Annexin V-FITC and propidium iodide staining and flow cytometric analysis determined that QH increased apoptosis in PC3 cells at all tested concentrations (2.5–40 μg/ml) compared to that in the control, with a maximum increase at 40 μg/ml QH by 63% (Fig. 2D).

Furthermore, activated/cleaved caspase-3 levels were found to be elevated at low concentration of QH (5 and 10 μg/ml) by ~1.5-fold and at higher concentrations (20 and 40 μg/ml) by ~2.7-fold (Fig. 2E). Poly(adenosine diphosphate ribose) polymerase 1 (PARP-1) is a substrate for caspase-3 cleavage, which produces cleaved PARP-1 (19). In the present study, western blot analysis revealed an increase in PARP cleavage in PC3 cells following QH treatment (Fig. 2F). These results therefore indicated that cleaved caspase-3 was activated and had a role in the induction of apoptosis following QH treatment.

The present study aimed to investigate the effect of QH on prostate cancer cell migration and invasion. The results of the wound healing assay demonstrated that QH-treated PC3 cells had significantly decreased migratory ability compared to that of the control (P<0.05) (Fig. 3A). A Matrigel^® invasion assay determined that the average cell counts crossing a Matrigel^®-coated membrane in the control group was significantly increased compared to that of the QH treatment group, indicating that QH significantly suppressed the invasive capacity of prostate cancer cells (P<0.05) (Fig. 3B).

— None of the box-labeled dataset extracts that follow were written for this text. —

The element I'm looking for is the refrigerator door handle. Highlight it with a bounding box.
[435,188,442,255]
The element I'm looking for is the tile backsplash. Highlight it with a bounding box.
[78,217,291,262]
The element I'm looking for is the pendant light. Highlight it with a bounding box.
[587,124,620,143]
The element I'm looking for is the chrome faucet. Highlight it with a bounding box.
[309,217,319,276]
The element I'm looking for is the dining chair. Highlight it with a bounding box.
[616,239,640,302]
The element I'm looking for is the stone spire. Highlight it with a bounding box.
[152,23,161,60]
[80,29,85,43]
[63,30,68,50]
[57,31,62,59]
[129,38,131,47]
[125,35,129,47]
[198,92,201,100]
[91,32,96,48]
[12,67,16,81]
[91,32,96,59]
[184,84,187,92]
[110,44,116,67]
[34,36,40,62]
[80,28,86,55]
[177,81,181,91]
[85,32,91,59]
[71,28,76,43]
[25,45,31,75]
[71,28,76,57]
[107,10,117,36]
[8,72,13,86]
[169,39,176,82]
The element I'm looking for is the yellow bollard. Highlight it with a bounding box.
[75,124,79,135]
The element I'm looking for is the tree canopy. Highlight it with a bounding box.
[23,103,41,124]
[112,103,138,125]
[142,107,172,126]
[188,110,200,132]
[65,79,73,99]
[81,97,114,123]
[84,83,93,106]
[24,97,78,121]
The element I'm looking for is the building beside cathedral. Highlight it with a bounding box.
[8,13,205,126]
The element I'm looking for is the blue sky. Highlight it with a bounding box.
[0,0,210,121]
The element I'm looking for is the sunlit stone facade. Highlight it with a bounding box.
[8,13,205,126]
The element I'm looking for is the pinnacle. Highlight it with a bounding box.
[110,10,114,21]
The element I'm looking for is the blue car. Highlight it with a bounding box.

A TaqMan^® assay was performed in order to evaluate the expression of miR-21 in PC3 cells following QH treatment. The results showed a dose-dependent decrease in miR-21 expression, with inhibition rates of 42, 56 and 77% observed at 5, 10 and 20 μg/ml QH, respectively (Fig. 3C). In addition, a dose-dependent increase in PDCD4 expression, a target molecule for miR-21, was detected in PC3 cells following treatment with QH (Fig. 3D and E). This therefore indicated that the mechanisms underlying the anti-cancer effect of QH in PC3 cells may proceed via the suppression of the miR-21 gene.

PC3 cells were then transfected with pre-miR-21 in order to induce the overexpression of miR-21. Pre-miR-21 is processed by the RNAse III enzyme Dicer, which results in a 22 base pair double-stranded RNA with two nucleotide 39 overhangs; one of these strands forms the mature miRNA, which is incorporated into an RNA silencing complex (RISC), allowing it to functionally suppress the expression and translation of its targeted RNAs (20). In the present study, increased miR-21 levels compared to those in the control-transfected cells confirmed the effectiveness of miR-21 transfection (Fig. 4A). As hypothesized, PDCD4 levels were significantly decreased compared to those of the control, indicating that miR-21 bound to the 3′ untranslated region on PDCD4 mRNA and enhanced its degradation (15). These results suggested that pre-miR-21 was effectively processed in PC3 cells, resulting in the functional overexpression of miR-21. Furthermore, the overexpression of pre-miR-21 resulted in partial resistance of transfected PC3 cells to QH-induced PDCD4 stimulation (Fig. 4B and E). However, QH retained its ability to augment PDCD4 levels in cells via the suppression of the high basal miR-21 expression. In addition, cells overexpressing miR-21 exhibited an increased resistance to QH-induced suppression of PC3 cells wound healing and invasive capacity (Fig. 4C and D). In conclusion, the results of these experiments indicated that miR-21 was the target gene for QH treatment, which mediated the growth and invasiveness of PC3 cells in vitro.